Я лежал на соломе, положив скованные руки на грудь, и делал вид, что сплю. На самом деле сон не шел – перед глазами стояло малиновое пламя, черные фигурки, корчившиеся в огне. Геенна огненная… В детстве я как-то спросил отца Константина, нашего духовника, что означает это странное слово. Священник немного растерялся, но пообещал узнать – и действительно узнал. Оказалось, что геенна – всего лишь печь, где пекли лепешки. Впрочем, позже я прочитал, что Геенной называли также овраг возле Иерусалима, в котором сжигали мусор. Доминик д'Эконсбеф решил сжечь мусор – точнее, крыс, напавших на его замок.
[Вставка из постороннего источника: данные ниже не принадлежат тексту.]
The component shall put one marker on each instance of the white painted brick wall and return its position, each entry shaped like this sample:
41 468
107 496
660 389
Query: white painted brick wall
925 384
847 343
Я не мог судить его, потерявшего отца и брата, но ужас не отпускал. Страшным было не только увиденное. Куда чудовищней то, что кто-то – человек или логр – может управлять этим адом. Выходит, дэргов не зря проклинали, не зря гнали и травили? Но ведь д'Эконсбефы жили мирно, и если бы не безумная затея Его Преосвященства… Хотя не такая уж безумная – теперь никто не вспомнит епископу его давних грехов, и все беды можно огулом списать на «демонов» из замка. Но я тут же поправил себя: Арно де Лоз все же просчитался – сеньор Доминик уцелел, жива Анжела… Интересно все же, какую роль во всем этом играла дочь Тино Жонглера? Да, они живы; живы и на свободе – я молил Господа об этом – Пьер и Ансельм, жив и я. Пока, во всяком случае.
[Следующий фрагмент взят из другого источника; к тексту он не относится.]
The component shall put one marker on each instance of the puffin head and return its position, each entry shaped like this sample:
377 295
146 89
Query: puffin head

Наверху все стихло. Я открыл глаза и осторожно приподнялся. Люк молчал, и я понадеялся, что бравые разбойнички мирно дремлют. И в самом деле, чего им опасаться? Ненавистный поп надежно скован, стены не пробить, пол не прокопать…
Рука потянулась к «Светильнику». Вспомнились полные искреннего возмущения речи Ансельма, скорбное молчание нормандца… Бедные ребята, намучились они с творением отца Гонория! Тащить подобный бред от Сен-Дени до Памье!
Я взвесил книгу на руке и невольно усмехнулся. Тяжеловат томик! Слишком тяжел для обычной книги из библиотеки Сен-Дени. Хорошо, что латники де Лоза и народные заступники де Гарая не обратили на это внимания. Первые – по горячке, вторые – из праведной ненависти к проклятым грамотеям. А может, помогло благословение отца Сугерия, вручившего мне эту книгу.
Рука легла на обгорелую твердую обложку. Ну, с Богом!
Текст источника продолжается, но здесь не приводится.